The deal worked, although Caesar's 'commentaries' never said a word about it. Previously, Caesar had even been thinking of a campaign in eastern Europe (Dacia) up to the Danube, but when his command 'beyond the Alps' was sure to be prolonged, he sought new fields in the north-west in which to exploit it. In 56 it was quite likely that he had already been planning an invasion of Britain' and he certainly engaged in a gratuitous slaughter of two vulnerable German tribes. On receiving the news in Rome, Cato was so disgusted that he proposed that Caesar, by ancient precedent, should be handed over to the Germans in order to divert the anger of the gods from Rome. Instead, Caesar transferred himself to Britain, briefly in 55 and again in 54, when he took an elephant with him for show. Neither campaign was much of a success.
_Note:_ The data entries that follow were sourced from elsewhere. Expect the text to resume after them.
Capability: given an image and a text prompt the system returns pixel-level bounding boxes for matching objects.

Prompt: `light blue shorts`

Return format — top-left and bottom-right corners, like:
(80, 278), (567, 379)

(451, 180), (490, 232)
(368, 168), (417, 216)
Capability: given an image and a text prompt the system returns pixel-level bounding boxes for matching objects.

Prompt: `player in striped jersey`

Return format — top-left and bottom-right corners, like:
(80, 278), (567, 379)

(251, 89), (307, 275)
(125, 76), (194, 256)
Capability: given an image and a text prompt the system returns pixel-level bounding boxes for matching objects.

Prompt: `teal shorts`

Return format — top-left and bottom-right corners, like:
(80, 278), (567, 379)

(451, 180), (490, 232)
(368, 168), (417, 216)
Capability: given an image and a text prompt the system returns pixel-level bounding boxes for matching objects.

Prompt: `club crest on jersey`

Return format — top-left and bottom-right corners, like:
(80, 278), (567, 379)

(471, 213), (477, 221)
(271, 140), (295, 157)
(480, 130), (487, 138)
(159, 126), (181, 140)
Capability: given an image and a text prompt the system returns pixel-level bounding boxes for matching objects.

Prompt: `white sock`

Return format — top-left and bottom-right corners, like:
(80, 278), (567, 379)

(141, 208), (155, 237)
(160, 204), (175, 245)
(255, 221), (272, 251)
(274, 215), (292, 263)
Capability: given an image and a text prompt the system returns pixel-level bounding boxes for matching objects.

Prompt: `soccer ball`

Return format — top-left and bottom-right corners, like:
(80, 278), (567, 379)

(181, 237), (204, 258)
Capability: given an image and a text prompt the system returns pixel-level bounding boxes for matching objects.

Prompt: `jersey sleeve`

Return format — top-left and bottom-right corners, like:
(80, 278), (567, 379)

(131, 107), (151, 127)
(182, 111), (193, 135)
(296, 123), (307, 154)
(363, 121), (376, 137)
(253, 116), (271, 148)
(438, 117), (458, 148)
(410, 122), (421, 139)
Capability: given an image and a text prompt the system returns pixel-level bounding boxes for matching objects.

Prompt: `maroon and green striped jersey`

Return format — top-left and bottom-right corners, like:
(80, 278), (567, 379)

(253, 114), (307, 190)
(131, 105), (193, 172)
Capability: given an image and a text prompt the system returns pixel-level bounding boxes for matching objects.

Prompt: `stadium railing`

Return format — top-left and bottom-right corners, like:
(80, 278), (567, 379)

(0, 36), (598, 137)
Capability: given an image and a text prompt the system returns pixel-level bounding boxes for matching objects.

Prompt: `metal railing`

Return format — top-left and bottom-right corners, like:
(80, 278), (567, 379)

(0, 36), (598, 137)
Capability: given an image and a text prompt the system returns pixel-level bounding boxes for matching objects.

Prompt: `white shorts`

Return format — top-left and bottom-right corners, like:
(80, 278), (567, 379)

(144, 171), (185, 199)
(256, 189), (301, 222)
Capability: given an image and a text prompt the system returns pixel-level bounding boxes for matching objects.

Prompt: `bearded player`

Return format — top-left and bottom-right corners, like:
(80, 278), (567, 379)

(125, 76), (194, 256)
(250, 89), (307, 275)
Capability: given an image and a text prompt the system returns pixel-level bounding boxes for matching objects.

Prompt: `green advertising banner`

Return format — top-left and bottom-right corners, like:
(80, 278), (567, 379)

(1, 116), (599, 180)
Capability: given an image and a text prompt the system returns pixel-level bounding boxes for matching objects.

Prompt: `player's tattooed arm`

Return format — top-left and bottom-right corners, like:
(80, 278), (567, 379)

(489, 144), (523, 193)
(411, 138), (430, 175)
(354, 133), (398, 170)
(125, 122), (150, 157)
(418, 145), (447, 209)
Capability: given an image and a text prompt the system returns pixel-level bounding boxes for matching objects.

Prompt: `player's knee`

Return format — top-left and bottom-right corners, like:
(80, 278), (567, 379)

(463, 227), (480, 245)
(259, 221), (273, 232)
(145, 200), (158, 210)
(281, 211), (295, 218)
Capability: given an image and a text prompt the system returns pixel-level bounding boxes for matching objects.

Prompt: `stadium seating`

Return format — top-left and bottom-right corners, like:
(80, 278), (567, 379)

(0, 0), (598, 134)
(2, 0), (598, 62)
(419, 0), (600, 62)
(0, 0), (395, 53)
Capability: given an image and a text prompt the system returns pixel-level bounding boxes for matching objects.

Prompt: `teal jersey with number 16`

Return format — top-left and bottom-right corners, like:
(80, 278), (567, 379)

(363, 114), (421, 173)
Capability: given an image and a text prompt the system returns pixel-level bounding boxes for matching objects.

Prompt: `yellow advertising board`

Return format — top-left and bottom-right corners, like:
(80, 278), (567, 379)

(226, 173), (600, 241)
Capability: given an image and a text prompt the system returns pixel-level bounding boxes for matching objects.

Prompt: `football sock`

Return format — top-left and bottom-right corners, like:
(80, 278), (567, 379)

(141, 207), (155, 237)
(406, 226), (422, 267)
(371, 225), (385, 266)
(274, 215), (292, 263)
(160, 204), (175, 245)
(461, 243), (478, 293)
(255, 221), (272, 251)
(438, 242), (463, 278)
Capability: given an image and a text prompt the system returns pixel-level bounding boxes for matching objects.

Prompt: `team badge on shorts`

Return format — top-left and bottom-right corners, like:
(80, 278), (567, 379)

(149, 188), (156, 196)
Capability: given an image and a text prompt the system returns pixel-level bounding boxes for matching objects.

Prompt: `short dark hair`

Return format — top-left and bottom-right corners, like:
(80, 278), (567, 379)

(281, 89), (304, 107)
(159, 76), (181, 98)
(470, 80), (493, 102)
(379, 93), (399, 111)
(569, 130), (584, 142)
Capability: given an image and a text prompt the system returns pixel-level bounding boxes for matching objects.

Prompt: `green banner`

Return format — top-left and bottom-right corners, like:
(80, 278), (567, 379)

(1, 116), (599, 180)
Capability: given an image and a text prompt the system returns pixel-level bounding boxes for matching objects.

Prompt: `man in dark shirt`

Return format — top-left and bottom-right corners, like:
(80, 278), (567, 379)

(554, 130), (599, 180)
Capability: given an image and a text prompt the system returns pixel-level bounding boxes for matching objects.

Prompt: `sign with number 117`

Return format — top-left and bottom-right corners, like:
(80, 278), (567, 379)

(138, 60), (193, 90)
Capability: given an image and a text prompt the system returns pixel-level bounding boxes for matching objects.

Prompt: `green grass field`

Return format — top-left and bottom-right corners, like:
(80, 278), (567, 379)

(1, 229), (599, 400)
The hopes of finding gold and precious metals in Britain were ill-founded and the effect was more of a raid than a solid conquest. But the publicity was excellent: Britain was represented as 'beyond the Ocean' which had limited the ambitions of Alexander the Great. Back in Rome, Cicero had even been planning to write an epic poem on the 'glorious conquest', based on front-line reports from his brother. The news about Britain helped to stave off the danger that Caesar's enemy Ahenobarbus would contrive to replace him in the Gallic command after the consulship which would now be available to Ahenobarbus in 54.